Sin embargo, en los puntos de venta el incremento fue mucho mayor, al pasar de 43.24 a 55.50 pesos por kilo, es decir, un alza de 28.3 por ciento.
El organismo atribuye esta diferencia a los costos acumulados en la cadena de comercialización, donde transporte, centrales de abasto y comercios concentran la mayor parte del encarecimiento.
Al cierre del proceso, el consumidor termina pagando hasta 3.26 veces más que el ingreso obtenido por el agricultor, reflejando una brecha creciente entre producción y venta final.
Especialistas señalan que mientras los productores reciben incrementos moderados, los mayores márgenes de ganancia se concentran en la intermediación, particularmente en la fase final de comercialización.
El director del GCMA, Juan Carlos Anaya, advirtió que el encarecimiento se intensifica conforme el producto se acerca al consumidor, evidenciando una distorsión en la formación de precios.
Indicó que las tiendas de autoservicio concentran los mayores incrementos, elevando los precios antes de que el jitomate llegue al consumidor final, lo que agrava el impacto inflacionario.
Entre las causas del aumento destacan factores de mercado, ajustes en la oferta por temporadas, cambios logísticos y una mayor demanda en zonas urbanas.
A estos elementos se suman decisiones comerciales que incrementan los márgenes en la etapa de venta, amplificando el precio final del producto en los anaqueles.
Según el Instituto Nacional de Estadística y Geografía, la inflación alcanzó 4.59 por ciento anual en marzo, su nivel más alto en 16 meses, impulsada en parte por el alza del jitomate.
El especialista sostuvo que el problema no radica en la producción, sino en el modelo de comercialización, donde existe una desconexión creciente entre quienes producen y quienes consumen.
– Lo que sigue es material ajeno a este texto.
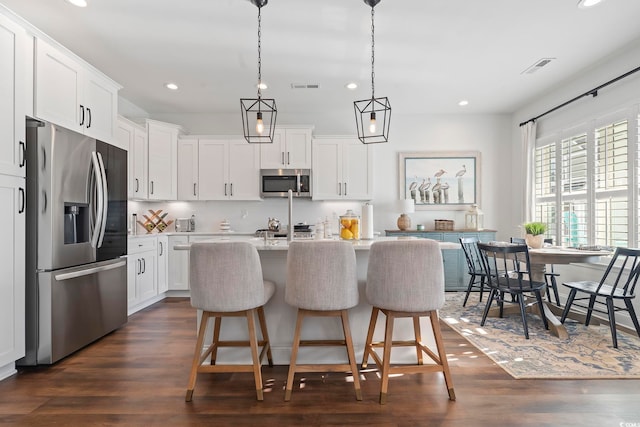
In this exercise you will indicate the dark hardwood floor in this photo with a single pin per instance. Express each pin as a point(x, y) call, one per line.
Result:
point(138, 376)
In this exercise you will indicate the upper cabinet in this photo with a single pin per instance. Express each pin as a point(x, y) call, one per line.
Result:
point(162, 160)
point(211, 168)
point(12, 101)
point(132, 137)
point(342, 169)
point(291, 149)
point(72, 94)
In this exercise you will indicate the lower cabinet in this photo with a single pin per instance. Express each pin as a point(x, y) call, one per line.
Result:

Advirtió que los márgenes actuales se mantienen por encima de sus niveles históricos, lo que obliga a replantear mecanismos que equilibren la cadena de valor.
Entre las soluciones propuestas destacan fortalecer la venta directa, promover mercados regionales y garantizar mayor transparencia en la formación de precios.
Estas medidas, subrayó, permitirían reducir la presión sobre los consumidores y mejorar los ingresos de los productores, cerrando la brecha que hoy domina el mercado del jitomate.